Morbidity and mortality prediction in pediatric heart surgery: Physiological profiles and surgical complexity

Objectives Outcome prediction for pediatric heart surgery has focused on mortality but mortality has been significantly reduced over the past 2 decades. Clinical care practices now emphasize reducing morbidity. Physiology-based profiles assessed by the Pediatric Risk of Mortality (PRISM) score are associated with new significant functional morbidity detected at hospital discharge. Our aims were to assess the relationship between new functional morbidity and surgical risk categories (Risk Adjustment for Congenital Heart Surgery [RACHS] and Society for Thoracic Surgery Congenital Heart Surgery Database Mortality Risk [STAT]), measure the performance of 3-level (intact survival, survival with new functional morbidity, or death) and 2-level (survival or death) PRISM prediction algorithms, and assess whether including RACHS or STAT complexity categories improves the PRISM predictive performance. Methods Patients (newborn to age 18 years) were randomly selected from 7 sites (December 2011-April 2013). Morbidity (using the Functional Status Scale) and mortality were assessed at hospital discharge. The most recently published PRISM algorithms were tested for goodness of fit, and discrimination with and without the RACHS and STAT complexity categories.
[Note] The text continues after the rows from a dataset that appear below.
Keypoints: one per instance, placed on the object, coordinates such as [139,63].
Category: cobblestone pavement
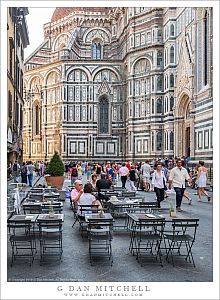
[76,267]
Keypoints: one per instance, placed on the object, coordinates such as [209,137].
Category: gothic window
[171,30]
[152,106]
[159,35]
[171,140]
[159,106]
[165,56]
[171,103]
[103,116]
[171,54]
[36,119]
[142,66]
[171,80]
[159,58]
[160,83]
[159,141]
[152,141]
[206,49]
[96,50]
[152,84]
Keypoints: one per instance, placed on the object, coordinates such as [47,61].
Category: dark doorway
[187,141]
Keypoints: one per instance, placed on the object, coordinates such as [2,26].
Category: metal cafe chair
[34,197]
[85,209]
[51,242]
[100,238]
[31,208]
[128,194]
[56,207]
[182,239]
[148,240]
[22,240]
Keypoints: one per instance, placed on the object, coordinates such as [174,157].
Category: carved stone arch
[181,104]
[115,71]
[58,37]
[48,74]
[184,126]
[148,57]
[31,79]
[204,11]
[104,114]
[81,68]
[105,38]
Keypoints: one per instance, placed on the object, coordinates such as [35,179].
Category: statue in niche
[71,114]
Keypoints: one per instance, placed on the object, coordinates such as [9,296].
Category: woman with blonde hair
[202,179]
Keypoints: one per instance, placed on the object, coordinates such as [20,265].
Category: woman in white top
[158,183]
[87,199]
[202,179]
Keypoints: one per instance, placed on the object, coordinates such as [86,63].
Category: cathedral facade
[121,84]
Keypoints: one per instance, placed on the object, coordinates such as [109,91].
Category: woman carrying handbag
[159,183]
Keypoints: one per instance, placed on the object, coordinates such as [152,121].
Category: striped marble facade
[121,84]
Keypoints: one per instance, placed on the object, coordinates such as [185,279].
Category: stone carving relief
[183,70]
[97,34]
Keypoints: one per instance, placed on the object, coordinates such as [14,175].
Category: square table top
[52,194]
[27,203]
[124,202]
[47,217]
[96,217]
[138,217]
[22,218]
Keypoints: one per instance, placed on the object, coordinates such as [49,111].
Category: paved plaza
[75,265]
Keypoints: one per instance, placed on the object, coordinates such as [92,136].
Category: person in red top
[128,165]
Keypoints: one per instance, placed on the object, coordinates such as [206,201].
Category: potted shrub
[55,171]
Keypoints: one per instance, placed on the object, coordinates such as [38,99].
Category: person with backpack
[24,173]
[16,171]
[74,174]
[30,172]
[159,183]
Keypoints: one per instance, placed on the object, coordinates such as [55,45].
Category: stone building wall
[119,83]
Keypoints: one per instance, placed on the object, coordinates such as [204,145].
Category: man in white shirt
[178,176]
[145,170]
[124,172]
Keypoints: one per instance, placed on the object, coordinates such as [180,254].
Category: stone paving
[75,264]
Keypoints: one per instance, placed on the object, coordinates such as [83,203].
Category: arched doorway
[104,117]
[183,127]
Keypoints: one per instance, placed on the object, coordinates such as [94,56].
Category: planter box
[55,181]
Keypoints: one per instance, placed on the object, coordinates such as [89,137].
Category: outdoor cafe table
[51,195]
[23,218]
[49,218]
[96,217]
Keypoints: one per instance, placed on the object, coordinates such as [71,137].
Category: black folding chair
[100,238]
[84,209]
[31,208]
[56,207]
[128,194]
[148,240]
[182,239]
[22,240]
[51,243]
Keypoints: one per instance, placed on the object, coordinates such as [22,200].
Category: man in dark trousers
[102,183]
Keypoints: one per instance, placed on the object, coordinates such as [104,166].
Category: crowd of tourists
[26,171]
[159,176]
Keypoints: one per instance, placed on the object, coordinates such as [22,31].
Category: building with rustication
[17,40]
[121,84]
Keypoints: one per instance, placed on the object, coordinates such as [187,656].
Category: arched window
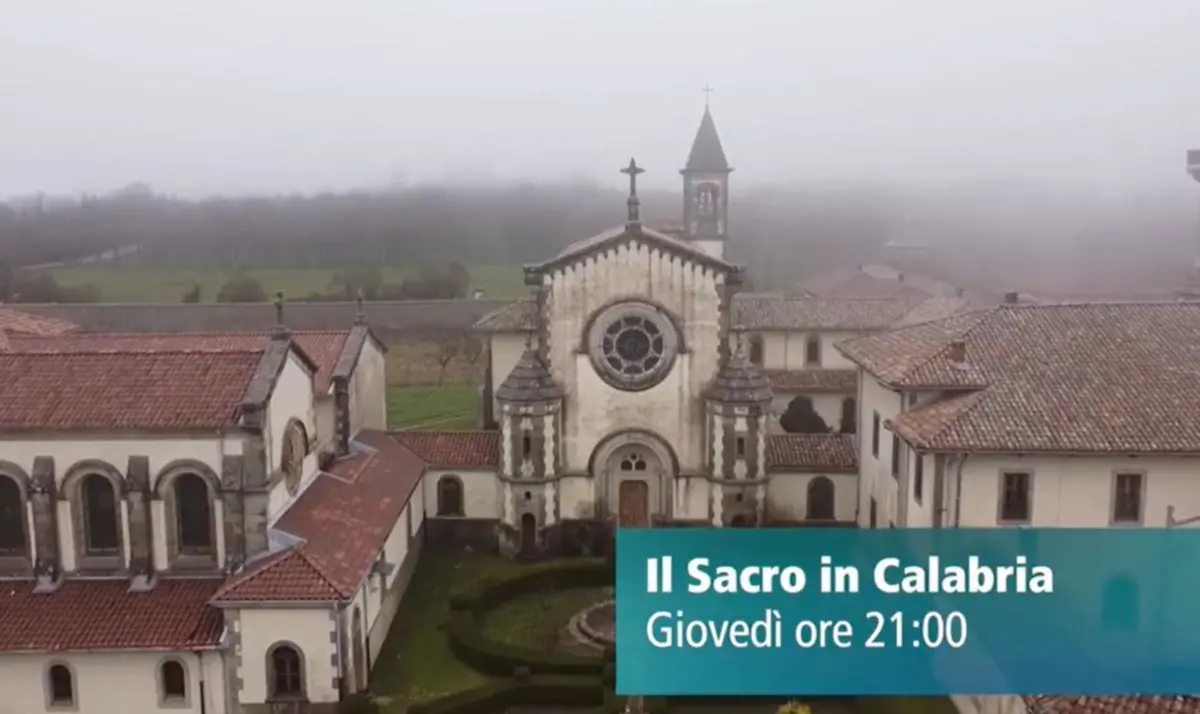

Results The mortality rate in the 1550 patients was 3.2%. Significant new functional morbidity rate occurred in 4.8%, increasing from 1.8% to 13.9%, 1.7%, and 12.9% from the lowest to the highest RACHS and STAT categories, respectively. The 3-level and 2-level PRISM models had satisfactory goodness of fit and substantial discriminative ability. Inclusion of RACHS and STAT complexity categories did not improve model performance. Conclusions Both mortality and new, functional morbidity are important outcomes associated with surgical complexity and can be predicted using PRISM algorithms. Adding surgical complexity to the physiologic profiles does not improve predictor performance.